In a regulatory filing, IDFC said that the RBI on July 20 clarified that “after the expiry of lock-in period of five years, IDFC Ltd can exit as the promoter of ‘IDFC FIRST Bank Ltd”.

Accordingly, the company can now exit as the promoter of IDFC First Bank, as the five year lock-in period has ended.

The IDFC Bank was created by the demerger of the infrastructure lending business of IDFC to IDFC Bank in 2015.

The RBI clarification could potentially lead to a reverse merger, which would be beneficial to IDFC Limited shareholders by increasing shareholder value.

Reverse merger

IDFC First Bank, which started operations in October 2015, completed five years on September 30, 2020. Under the rules then, a non-operating financial holding company, IDFC Financial Holding Co Ltd was mandated to hold a minimum of 40% of the paid-up capital of the bank for five years. IDFC holds 100% stake in the holding company, and in turn 36.56% in the bank.

The board may consider a reverse merger between IDFC and the bank, and collapse the holding company structure.

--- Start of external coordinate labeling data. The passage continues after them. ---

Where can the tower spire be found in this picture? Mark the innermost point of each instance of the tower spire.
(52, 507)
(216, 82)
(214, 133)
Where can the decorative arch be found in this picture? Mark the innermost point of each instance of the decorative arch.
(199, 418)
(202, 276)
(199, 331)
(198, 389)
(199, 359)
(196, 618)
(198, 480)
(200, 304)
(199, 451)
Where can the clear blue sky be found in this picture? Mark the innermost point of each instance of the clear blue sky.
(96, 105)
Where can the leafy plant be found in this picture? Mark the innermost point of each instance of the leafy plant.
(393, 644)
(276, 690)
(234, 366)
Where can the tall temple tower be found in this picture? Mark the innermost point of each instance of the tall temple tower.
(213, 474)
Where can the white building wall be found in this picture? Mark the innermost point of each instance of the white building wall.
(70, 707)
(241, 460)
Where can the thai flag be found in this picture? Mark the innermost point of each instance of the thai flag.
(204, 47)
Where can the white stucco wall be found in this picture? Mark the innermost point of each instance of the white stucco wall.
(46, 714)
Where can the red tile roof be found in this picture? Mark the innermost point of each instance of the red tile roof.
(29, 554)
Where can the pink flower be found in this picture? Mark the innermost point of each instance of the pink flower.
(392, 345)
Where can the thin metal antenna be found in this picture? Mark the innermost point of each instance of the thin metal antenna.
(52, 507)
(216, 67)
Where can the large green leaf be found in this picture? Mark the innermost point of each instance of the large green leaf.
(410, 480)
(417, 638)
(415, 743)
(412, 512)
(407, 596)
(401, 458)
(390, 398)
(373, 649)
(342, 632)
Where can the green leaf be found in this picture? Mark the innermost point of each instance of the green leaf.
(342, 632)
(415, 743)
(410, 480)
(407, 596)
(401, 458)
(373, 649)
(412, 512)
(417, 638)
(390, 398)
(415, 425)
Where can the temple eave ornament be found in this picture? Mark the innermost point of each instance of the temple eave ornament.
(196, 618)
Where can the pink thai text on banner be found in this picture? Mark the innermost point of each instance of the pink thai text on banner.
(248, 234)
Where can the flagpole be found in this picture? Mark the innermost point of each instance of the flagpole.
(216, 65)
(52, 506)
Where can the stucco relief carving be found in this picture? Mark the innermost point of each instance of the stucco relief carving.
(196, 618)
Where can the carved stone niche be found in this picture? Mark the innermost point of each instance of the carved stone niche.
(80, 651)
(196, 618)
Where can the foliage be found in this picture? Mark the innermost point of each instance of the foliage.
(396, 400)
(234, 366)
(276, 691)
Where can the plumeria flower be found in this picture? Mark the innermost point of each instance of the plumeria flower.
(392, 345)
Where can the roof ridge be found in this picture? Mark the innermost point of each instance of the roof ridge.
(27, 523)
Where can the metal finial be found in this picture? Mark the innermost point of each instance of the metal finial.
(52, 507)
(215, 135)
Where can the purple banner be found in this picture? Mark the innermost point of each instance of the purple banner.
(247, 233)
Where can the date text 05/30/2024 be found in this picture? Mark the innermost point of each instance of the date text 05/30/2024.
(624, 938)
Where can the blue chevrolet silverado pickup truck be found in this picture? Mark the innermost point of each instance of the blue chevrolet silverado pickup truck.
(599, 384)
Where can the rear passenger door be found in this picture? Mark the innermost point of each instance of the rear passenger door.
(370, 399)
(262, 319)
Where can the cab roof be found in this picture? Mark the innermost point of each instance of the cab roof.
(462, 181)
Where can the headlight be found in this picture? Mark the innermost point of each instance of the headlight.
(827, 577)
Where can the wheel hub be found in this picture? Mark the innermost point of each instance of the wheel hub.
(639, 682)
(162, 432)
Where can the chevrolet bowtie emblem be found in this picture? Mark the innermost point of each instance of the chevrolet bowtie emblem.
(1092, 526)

An application would have to be submitted for such a reverse merger. The RBI had mandated a holding company structure to ring-fence the bank from other financial services businesses of the group. A reverse merger, which has been in talks, would be beneficial to the shareholders of IDFC as it would remove the holding company discount. While the 2013 rules mandated it, in the 2016 guidelines for “on-tap” bank licensing, the RBI had not sought the requirement of holding a company for promoter if there are no other group entities.

IWG suggestions

The RBI’s internal working group on ownership of private banks had also recommended allowing banks, currently under holding company structure, to exit if they do not have other group entities. Recently, the RBI allowed Equitas Small Finance Bank and Ujjivan Small Finance Bank to apply for the merger of the holding company with the bank.

While the suggestions of the internal working group have not yet been implemented, the regulations are clear in terms of the holding company quitting only if it has no other organisations in its fold, paving an alternative road to departure for corporations like IDFC.